Jan Maigars war in jenem Alter, das junge Leute als fortgeschritten, Menschen mittleren Alters hingegen als reif bezeichnen: Er hatte die vierzig erreicht, machte jedoch einen gesetzteren Eindruck. Er war ein kluger Kopf, wortkarg und strahlte Würde aus. Der billige Anzug wirkte an ihm so elegant wie ein Frack. Es war einem peinlich, ihn bei seinem Vornamen Jan anzusprechen, umso mehr, da sein Benehmen und sein Äußeres ihn wie den Professor für Antike Philosophie wirken ließen, den der junge Herr Baumeister in Oxford kennengelernt hatte; er räusperte sich sogar von Zeit zu Zeit genau wie jener Professor. Der Professor hatte übrigens John geheißen, und diese Analogie der Namen belustigte Martin Baumeister sehr. Hausmeister Jan sah so gar nicht nach einem Bauern vom Land aus, obwohl er sein ganzes Leben in einem Dorf zugebracht hatte und erst vor Kurzem in die Stadt gezogen war. Sein Bruder war dortgeblieben, denn jemand musste schließlich den Hof bewirtschaften. Jans Frau hatte ein freundliches Lächeln, sorgfältig zu einem Knoten zusammengestecktes (ergrautes oder ausgebleichtes) Haar, ein Tuch aus grober Wolle um die Schultern, hörte auf den volkstümlichen Namen Laima und widmete sich sofort den häuslichen Arbeiten.

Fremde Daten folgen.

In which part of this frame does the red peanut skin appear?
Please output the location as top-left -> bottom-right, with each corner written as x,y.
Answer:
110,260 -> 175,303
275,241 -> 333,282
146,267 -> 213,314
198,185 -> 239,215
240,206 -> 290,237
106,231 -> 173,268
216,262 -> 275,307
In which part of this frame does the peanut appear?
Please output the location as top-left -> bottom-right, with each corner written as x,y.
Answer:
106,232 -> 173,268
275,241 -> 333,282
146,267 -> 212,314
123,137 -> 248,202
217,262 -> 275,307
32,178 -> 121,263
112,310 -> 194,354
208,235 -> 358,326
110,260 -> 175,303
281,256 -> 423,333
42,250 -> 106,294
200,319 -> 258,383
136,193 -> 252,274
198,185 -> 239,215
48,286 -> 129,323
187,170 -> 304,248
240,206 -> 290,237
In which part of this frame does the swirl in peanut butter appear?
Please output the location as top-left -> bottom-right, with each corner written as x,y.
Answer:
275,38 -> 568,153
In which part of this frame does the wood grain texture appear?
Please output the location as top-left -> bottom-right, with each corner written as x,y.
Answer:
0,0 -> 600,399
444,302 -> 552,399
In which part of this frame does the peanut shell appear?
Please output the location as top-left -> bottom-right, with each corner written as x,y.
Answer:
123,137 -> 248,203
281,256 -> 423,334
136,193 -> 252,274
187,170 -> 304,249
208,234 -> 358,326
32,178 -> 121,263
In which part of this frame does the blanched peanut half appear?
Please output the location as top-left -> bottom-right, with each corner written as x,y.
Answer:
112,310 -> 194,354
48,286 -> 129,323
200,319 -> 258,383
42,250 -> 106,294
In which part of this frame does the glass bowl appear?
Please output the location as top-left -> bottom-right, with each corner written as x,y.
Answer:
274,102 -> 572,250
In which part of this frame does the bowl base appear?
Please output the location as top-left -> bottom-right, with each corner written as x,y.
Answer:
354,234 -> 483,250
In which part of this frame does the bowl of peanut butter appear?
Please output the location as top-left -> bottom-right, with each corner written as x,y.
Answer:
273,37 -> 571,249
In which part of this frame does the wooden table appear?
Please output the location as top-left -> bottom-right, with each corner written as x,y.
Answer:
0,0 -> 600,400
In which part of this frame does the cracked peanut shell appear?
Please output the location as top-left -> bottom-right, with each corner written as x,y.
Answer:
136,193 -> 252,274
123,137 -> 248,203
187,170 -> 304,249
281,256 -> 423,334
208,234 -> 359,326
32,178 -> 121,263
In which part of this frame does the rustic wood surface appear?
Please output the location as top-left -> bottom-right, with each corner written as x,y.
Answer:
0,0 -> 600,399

Nach und nach bevölkerte sich das Haus. In den zweiten Stock zog ein Gymnasiallehrer samt Frau und Töchtern – zwei blassen Gymnasiastinnen – und einem lautstarken Pudel, nicht größer als ein Kinderstiefel. In die Etage darüber mietete sich ein junger Zahnarzt ein, der soeben seine Praxis eröffnet hatte. Er lief immer schnell in seinen dritten Stock hinauf, doch auf der Treppe blieb eine Zeit lang der beunruhigende, durchdringende Geruch zurück, der einen schmerzlich an Zahnweh erinnert.

Ärzte sind für ihre Kollegialität bekannt, also zog schon bald noch ein Arzt in dieselbe Etage – ein hochgewachsener, schweigsamer Gynäkologe, dem Aussehen nach um die dreißig, mit einem ebenso schweigsamen Bernhardiner. Immer wenn der Bernhardiner an der Wohnung des Lehrers vorbeigeführt wurde, begann der Pudel herzzerreißend zu jaulen, worauf der Bernhardiner seinem Herrchen einen ruhigen, verblüfften Blick zuwarf. Der Arzt zuckte mit den Schultern und sagte leise, als hätte ihn der Pudel sonst hören können, immer ein und dasselbe Wort – „Idiot“ –, dann setzten die beiden schweigend ihren Weg fort.